Martinez-Gomez, N. Cecilia

  • M

Martinez-Gomez, N. Cecilia

Assistant Professor


Address:
Department of Microbiology and Molecular Genetics
6198 Biomedical Physical Sciences
Michigan State University
East Lansing, MI 48824
 Phone: (517) 884-5406
 mart1754@msu.edu
http://ceciliamartinezlab.wix.com/cmlab
 

Research

My primary research goal is to unravel the bacterial metabolism of one-carbon compounds such as methane, methanol, formaldehyde, and formate to:

1) Biochemically characterize lanthanide-dependent enzymes: Until recently, scientists thought that this metals could not be involved in catalysis in biology, however, we know now that this is not true. We have recently discovered that lanthanides not only enhance catalytic efficiency but also its role can be essential for numerous enzymes.

2) Address fundamental questions involving carbon distribution between assimilation, energy metabolism, carbon storage, and redox homeostasis to understand both function of enzymes and redistribution of carbon flux: We are studying the effect and response of the methylotrophic metabolic network when supporting enzymes with higher catalytic efficiency.

3) Define bacteria-plant interactions: We are characterizing the mechanisms in which our methylotrophic bacteria enhances growth of diverse plants.

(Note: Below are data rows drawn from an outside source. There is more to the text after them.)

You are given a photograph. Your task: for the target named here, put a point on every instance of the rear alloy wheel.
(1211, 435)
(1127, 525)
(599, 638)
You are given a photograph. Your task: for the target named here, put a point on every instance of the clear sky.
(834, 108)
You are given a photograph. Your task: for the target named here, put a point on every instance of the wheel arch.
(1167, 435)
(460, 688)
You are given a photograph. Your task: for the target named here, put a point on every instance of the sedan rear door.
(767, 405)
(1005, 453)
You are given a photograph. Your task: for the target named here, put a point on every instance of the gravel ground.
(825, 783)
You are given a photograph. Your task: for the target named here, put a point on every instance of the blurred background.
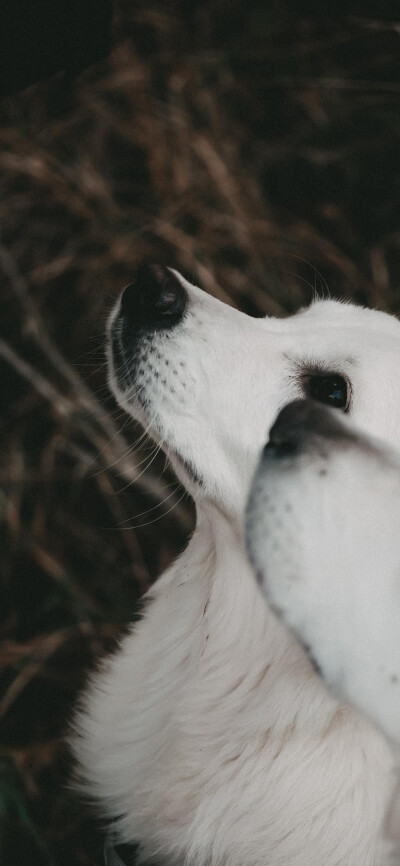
(253, 146)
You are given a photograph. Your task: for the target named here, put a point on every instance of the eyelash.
(315, 373)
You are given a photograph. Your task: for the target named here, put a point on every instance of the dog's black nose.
(155, 298)
(301, 422)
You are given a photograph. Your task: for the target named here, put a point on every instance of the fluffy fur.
(208, 737)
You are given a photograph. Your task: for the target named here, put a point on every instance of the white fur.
(336, 576)
(208, 735)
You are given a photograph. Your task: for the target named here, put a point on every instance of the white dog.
(323, 523)
(323, 529)
(208, 738)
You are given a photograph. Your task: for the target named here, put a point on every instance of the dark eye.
(331, 389)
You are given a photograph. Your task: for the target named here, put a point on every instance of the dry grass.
(257, 151)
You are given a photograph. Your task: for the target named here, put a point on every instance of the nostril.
(168, 303)
(155, 298)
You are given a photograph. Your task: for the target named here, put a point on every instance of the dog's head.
(207, 380)
(322, 526)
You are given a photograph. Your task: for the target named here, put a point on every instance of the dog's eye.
(331, 389)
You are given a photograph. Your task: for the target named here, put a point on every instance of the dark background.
(255, 147)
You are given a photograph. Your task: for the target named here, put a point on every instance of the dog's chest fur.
(211, 740)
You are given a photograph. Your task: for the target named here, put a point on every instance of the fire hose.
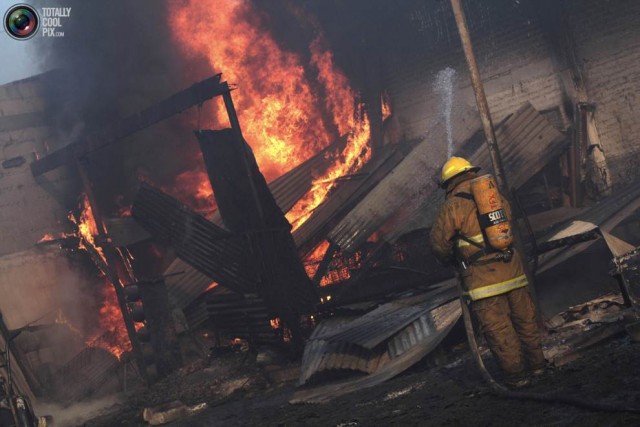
(548, 397)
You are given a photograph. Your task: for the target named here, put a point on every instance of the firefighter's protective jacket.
(458, 216)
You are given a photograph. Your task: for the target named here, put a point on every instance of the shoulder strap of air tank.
(464, 195)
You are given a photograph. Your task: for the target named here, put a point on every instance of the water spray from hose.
(443, 86)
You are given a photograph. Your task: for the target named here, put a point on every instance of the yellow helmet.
(454, 167)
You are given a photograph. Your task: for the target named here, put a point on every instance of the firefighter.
(493, 280)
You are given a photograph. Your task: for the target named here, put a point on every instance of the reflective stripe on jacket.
(497, 288)
(458, 216)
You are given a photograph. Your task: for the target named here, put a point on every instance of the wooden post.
(235, 126)
(487, 125)
(114, 268)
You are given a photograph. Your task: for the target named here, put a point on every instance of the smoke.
(115, 59)
(79, 413)
(443, 86)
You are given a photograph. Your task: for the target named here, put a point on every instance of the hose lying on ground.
(501, 390)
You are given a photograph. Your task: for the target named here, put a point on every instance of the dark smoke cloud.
(117, 58)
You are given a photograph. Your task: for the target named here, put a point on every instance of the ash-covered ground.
(444, 389)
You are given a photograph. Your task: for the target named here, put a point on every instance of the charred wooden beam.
(194, 95)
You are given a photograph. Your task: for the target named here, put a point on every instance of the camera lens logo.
(21, 22)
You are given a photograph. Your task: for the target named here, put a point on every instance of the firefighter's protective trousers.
(497, 290)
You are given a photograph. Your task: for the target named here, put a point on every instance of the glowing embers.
(341, 268)
(112, 333)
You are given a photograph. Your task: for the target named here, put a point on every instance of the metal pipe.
(487, 125)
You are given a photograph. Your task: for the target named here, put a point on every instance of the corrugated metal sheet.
(205, 246)
(243, 316)
(357, 345)
(527, 142)
(125, 231)
(604, 216)
(423, 328)
(403, 350)
(378, 325)
(286, 190)
(348, 194)
(407, 184)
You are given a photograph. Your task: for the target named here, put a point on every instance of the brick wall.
(28, 209)
(514, 61)
(515, 54)
(607, 36)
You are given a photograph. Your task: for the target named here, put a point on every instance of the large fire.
(112, 334)
(279, 105)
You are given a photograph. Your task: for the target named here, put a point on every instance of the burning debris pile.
(297, 219)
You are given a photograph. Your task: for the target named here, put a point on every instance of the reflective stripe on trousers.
(477, 239)
(497, 288)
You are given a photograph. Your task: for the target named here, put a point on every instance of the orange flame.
(46, 238)
(112, 334)
(87, 226)
(312, 261)
(386, 106)
(279, 106)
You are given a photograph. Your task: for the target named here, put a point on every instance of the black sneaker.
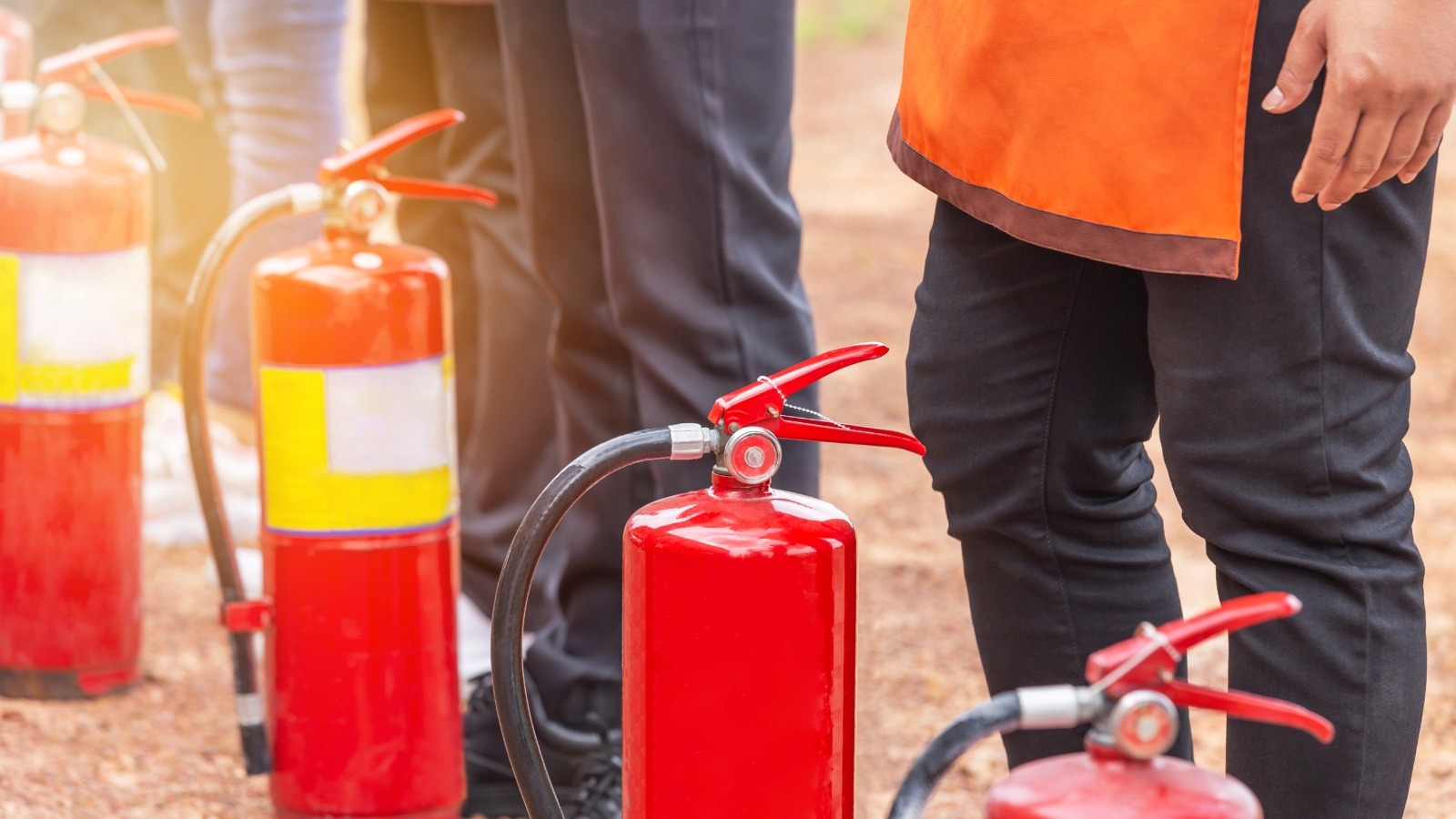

4) Engineer strains to enhance sustainable production/recovery of value added products, including biofuels and potent magnets: We are very interested in the production of biofuels such as butanol. We are also engineering methylotrophs for efficient biometallurgic processes for the extractions of diverse rare-earth elements.

On a broader scale, I am using system-level approaches (genomics, transcriptomics, metabolomics, and 13C carbon flux studies) along with phenotypic studies of mutants and classic genetic approaches to dissect the metabolic network supporting a growth condition. On a detailed level, I am using biochemical approaches to assay pure component systems to define the details of the mechanisms in which proteins/effectors control metabolic pathways.